Elle peut notamment contribuer à l’analyse de grandes quantités de données, à l’identification de tendances ou encore à l’amélioration de certains travaux de recherche.
Son introduction dans les parcours de formation des professionnels de santé publique traduit une évolution importante : les compétences de demain ne seront plus uniquement médicales ou scientifiques. Elles seront également numériques, analytiques et technologiques.
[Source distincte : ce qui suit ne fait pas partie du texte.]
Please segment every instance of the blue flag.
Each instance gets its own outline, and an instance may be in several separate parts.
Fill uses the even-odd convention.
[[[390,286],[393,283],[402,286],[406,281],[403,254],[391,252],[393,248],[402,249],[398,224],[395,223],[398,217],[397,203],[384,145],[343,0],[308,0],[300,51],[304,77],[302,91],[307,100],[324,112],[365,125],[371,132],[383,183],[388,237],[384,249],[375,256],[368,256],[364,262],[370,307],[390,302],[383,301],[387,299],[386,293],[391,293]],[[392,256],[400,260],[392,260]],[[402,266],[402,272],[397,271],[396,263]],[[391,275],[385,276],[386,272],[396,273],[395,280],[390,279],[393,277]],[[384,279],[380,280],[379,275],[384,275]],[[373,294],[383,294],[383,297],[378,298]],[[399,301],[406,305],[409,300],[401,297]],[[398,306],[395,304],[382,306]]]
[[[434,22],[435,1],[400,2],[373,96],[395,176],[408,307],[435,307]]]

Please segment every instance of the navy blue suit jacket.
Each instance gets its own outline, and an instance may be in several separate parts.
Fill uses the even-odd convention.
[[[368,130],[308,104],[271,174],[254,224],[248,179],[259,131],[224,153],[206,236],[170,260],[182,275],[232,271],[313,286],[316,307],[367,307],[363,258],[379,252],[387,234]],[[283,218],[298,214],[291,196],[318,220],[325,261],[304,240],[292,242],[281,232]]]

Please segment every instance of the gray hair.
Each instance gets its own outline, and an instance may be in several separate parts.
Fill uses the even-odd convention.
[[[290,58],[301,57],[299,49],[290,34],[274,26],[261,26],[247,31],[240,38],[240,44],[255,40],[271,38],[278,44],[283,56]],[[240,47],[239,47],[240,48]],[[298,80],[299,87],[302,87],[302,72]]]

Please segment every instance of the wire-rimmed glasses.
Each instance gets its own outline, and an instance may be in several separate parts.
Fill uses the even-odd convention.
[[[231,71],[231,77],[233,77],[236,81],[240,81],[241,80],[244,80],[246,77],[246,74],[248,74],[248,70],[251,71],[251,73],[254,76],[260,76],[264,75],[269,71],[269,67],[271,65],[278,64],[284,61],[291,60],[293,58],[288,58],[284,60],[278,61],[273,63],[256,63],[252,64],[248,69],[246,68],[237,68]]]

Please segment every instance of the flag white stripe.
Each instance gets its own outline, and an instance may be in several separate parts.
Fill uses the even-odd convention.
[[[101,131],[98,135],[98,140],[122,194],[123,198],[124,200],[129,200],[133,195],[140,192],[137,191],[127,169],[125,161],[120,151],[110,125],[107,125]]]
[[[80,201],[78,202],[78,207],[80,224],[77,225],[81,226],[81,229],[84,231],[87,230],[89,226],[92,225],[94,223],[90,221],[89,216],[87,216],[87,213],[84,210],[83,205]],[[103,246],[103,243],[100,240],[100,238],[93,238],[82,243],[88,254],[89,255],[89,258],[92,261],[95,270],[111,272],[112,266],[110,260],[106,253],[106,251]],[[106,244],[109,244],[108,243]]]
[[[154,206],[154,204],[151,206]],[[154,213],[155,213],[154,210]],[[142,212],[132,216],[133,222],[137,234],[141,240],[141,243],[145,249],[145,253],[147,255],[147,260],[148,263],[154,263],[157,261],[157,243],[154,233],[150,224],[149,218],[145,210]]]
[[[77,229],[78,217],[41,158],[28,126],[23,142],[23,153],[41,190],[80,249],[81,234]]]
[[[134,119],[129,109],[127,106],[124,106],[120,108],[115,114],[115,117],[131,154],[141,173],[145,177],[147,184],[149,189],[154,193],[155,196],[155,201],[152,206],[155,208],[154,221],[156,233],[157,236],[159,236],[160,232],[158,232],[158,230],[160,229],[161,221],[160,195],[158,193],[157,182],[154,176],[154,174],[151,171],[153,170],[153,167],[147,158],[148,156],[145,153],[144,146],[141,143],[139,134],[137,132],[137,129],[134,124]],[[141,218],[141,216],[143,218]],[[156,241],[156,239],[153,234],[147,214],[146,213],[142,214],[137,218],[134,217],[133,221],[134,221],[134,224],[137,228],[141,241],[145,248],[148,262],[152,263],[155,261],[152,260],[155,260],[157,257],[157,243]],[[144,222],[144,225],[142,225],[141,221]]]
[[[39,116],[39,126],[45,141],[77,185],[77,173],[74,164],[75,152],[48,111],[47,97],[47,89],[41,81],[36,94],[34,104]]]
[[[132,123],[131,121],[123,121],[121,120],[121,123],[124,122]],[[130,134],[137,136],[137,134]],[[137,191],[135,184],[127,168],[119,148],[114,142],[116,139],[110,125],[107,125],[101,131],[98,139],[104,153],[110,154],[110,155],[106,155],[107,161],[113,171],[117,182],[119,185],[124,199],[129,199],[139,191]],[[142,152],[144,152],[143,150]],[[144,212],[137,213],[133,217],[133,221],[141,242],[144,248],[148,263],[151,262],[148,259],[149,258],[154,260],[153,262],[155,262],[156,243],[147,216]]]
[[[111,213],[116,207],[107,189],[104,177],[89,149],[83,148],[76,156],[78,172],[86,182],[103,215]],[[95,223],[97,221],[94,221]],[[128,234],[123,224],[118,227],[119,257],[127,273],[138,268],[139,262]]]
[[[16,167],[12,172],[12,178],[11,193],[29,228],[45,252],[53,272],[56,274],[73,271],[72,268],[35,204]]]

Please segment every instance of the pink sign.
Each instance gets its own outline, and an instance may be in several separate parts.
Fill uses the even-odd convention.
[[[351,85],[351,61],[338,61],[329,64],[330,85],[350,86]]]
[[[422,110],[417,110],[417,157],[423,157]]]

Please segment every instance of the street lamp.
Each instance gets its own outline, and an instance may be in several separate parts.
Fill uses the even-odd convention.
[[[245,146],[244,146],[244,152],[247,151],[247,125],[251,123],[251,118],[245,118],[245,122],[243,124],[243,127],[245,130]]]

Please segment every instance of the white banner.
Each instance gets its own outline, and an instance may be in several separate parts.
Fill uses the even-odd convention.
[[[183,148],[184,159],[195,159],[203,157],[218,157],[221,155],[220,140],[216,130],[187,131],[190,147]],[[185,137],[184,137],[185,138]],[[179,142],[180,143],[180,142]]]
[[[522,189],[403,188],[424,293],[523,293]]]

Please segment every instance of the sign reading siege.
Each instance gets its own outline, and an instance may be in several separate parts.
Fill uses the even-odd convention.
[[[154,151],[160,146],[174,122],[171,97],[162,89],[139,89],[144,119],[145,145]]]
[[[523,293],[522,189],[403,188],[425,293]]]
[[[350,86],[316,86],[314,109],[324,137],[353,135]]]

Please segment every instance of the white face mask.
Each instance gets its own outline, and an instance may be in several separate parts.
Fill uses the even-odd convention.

Former les compétences dont le système de santé aura besoin
Ces quatre programmes sont déployés dans le cadre du Projet de renforcement des capacités des ressources humaines en santé publique, avec l’appui de l’Agence française de développement et d’Expertise France.
Au-delà du lancement de nouvelles formations, l’enjeu est celui de la transformation progressive des profils recherchés dans le domaine de la santé publique.
La lutte contre les épidémies et les maladies ne repose plus seulement sur l’expérience clinique. Elle nécessite désormais des compétences croisées : épidémiologie, microbiologie, gestion de crise, statistique, informatique et intelligence artificielle.
Pour la Guinée, qui reste confrontée à plusieurs défis sanitaires et à la nécessité de renforcer la préparation aux crises, le développement de ce capital humain pourrait devenir l’un des leviers essentiels de la sécurité sanitaire des prochaines années.
Car face aux menaces émergentes, le premier outil de prévention reste souvent invisible : des femmes et des hommes suffisamment formés pour détecter le danger, comprendre ce qui se passe et agir avant qu’une crise ne prenne de l’ampleur.